Piercing Municipal Shields and Government Immunity

Litigating against government entities—whether a city, a county, or a police department—presents a unique set of procedural and substantive hurdles. Municipalities are protected by complex webs of sovereign immunity (a legal doctrine that protects government entities and their employees from being sued without their consent), strict notice requirements, and practically unlimited taxpayer-funded defense budgets. An attorney operating in this space must possess the technical precision to survive early motions for summary judgment (a procedural maneuver where a party asks the court to decide the case based on the facts without going to a full trial) and the financial endurance to litigate in both state and federal forums.

McGee’s historical involvement in the record-breaking $25 million police department verdict underscores his capacity to navigate these treacherous waters. Holding law enforcement agencies financially accountable for civil rights violations or catastrophic negligence is notoriously difficult, as courts traditionally defer to the state. Achieving an eight-figure judgment requires unearthing undeniable evidence of systemic failure and presenting it with such force that a jury cannot ignore the breach of public trust.

This commitment to forcing defendants to answer in court is echoed throughout the firm’s docket. McGee’s team was instrumental in securing a portion of a $122.5 million global settlement against the City of Santa Monica. Representing exactly 14 of 124 childhood victims of institutional sexual abuse, the litigation exposed decades of municipal failure and complicity, resulting in one of the largest abuse settlements in California history. While the exact quantitative ranking of this settlement is unavailable, it is well-established as a landmark recovery in the state.

Furthermore, McGee and his partners actively punish government entities that refuse to engage in fair, pre-trial resolution. In a case against the County of Los Angeles involving a plaintiff who suffered the traumatic amputation of his dominant hand, the plaintiff extended a formal statutory offer (a formal settlement offer made under specific state laws that can trigger financial penalties if the opposing party rejects it and later fails to achieve a better result at trial) to settle the case for $2.64 million. The county, relying on its institutional leverage, flatly denied the offer. At trial, McGee’s team and their co-counsel secured a special jury verdict (a verdict in which the jury answers specific, factual questions posed by the judge rather than just stating who wins) of $4 million—penalizing the county for its intransigence and securing a massive premium over the initial demand.

A Footprint Built on Trial Readiness

Daniel McGee’s status in the California legal community is reinforced by his integration into the elite circles of the plaintiff’s bar. Licensed to practice in both state and federal courts, he maintains active memberships in the Consumer Attorneys of California (CAOC), the Consumer Attorneys Association of Los Angeles (CAALA), and the American Association for Justice (AAJ).
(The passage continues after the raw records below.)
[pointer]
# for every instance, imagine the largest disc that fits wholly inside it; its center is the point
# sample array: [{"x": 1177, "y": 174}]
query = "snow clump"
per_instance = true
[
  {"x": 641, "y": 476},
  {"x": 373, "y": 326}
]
He is also a lifelong member of the Multi-Million Dollar Advocates Forum, an exclusive credential reserved for trial lawyers who have secured multi-million dollar verdicts and settlements. His peers frequently tap him to share his trial strategies, notably serving as a featured speaker at the CAOC’s annual Las Vegas convention.

Licensed in both state and federal courts, McGee operates with a singular directive: client stakes cannot be subordinated to corporate profit margins or bureaucratic convenience. Whether he is forcing a multinational trucking insurer to pay for the cognitive destruction of a husband, compelling a Silicon Valley tech firm to take responsibility for the hazards it inflicts on public sidewalks, or piercing the sovereign immunity of a negligent municipality, his methodology remains consistent. He prepares every file for the courtroom, creating an environment where the most powerful institutions in the state are forced to face a jury of the public they have harmed.